Which deductions meet which fate is another matter entirely. But there is agreement that preserving the current system is both exhausting and expensive. Says Hank Gutman, a principal in KPMG’s Washington National Tax practice, “There are more than 30 provisions, including the R&D tax credit, that affect corporations and that are not permanent in the tax code.” Just patching the alternative minimum tax (AMT), says Marc J. Gerson, a partner with Miller and Chevalier, requires “a $50 billion fix to keep current law.”

At least the Rangel bill, says Gutman, offers “a baseline for discussion.” It also offers a sneak preview of where the battle lines will be drawn. “Different corporate sectors affect different parts of the economy in different ways,” he explains. This is legislation that will be felt on “a company-by-company basis. And I don’t know that you can get everyone on the same page.”

Keeping What’s Mine

Certain provisions could pit U.S. multinationals against purely domestic firms. Rangel’s bill, for example, makes expenses related to foreign-source income nondeductible until earnings are repatriated and taxed in the United States. This essentially will “gut deferral,” says FEI’s Prysock, and create a serious disadvantage to U.S.-based multinationals, such as General Electric and Merck, which have amassed large foreign profits.

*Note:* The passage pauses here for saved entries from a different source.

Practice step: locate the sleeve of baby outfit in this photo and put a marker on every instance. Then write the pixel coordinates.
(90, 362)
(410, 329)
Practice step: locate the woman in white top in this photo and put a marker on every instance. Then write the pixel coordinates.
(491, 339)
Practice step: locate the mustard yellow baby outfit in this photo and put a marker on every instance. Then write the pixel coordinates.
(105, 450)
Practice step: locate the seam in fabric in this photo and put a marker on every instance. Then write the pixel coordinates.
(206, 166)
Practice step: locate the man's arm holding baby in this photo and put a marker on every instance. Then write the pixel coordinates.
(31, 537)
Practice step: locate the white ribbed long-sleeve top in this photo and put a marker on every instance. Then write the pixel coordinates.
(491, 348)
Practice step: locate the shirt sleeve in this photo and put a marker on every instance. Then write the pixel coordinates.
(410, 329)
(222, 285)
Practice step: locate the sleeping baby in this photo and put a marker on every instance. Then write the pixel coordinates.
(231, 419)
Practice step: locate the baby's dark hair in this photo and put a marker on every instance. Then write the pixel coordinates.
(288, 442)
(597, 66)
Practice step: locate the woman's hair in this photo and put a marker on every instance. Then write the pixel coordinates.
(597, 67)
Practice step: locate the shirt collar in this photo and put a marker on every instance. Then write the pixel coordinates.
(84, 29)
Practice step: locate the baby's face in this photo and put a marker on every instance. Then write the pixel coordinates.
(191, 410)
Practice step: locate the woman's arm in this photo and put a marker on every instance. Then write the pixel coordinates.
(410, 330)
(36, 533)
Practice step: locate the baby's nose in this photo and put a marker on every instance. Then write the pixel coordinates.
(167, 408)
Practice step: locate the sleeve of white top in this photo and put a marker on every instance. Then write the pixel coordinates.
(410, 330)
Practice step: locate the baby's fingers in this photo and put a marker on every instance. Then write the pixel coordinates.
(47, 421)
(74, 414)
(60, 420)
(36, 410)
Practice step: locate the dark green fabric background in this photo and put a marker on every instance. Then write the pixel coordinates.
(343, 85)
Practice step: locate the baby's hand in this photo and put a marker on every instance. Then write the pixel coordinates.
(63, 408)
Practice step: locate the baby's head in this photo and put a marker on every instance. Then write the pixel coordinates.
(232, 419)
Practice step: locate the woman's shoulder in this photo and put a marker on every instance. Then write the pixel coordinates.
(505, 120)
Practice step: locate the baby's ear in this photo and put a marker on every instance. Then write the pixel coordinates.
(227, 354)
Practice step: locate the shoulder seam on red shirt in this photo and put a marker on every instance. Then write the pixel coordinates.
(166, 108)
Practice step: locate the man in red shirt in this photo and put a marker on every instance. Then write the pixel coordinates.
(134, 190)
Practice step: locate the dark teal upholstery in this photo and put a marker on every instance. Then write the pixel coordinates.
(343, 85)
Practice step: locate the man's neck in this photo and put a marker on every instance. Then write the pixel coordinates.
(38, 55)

Companies operating just in the United States, on the other hand, will have to evaluate whether a lower rate makes up for losing the deduction for domestic production activities. Oil and gas companies will have to make similar assessments about the elimination of LIFO, as will large wholesalers. And S-corporations will lose their manufacturing tax break without being entitled to the lower corporate tax rate. “There are a lot of oxen being gored here,” says Eli J. Dicker, chief tax counsel for the Tax Executives Institute (TEI), which is currently “challenging its members” to model the business impact of the different provisions.

Splitting the Difference

In fact, the numerous offsets have led Republicans to dub the Rangel bill “the mother of all tax hikes.” But one silver lining, says Prysock, is that the bill does manage to “bifurcate individual reform and corporate reform.” The fear was that “individual reform would be paid for by corporate tax reform,” he says, adding that FEI’s Committee on Taxation plans to analyze and respond to the Rangel bill in the coming months.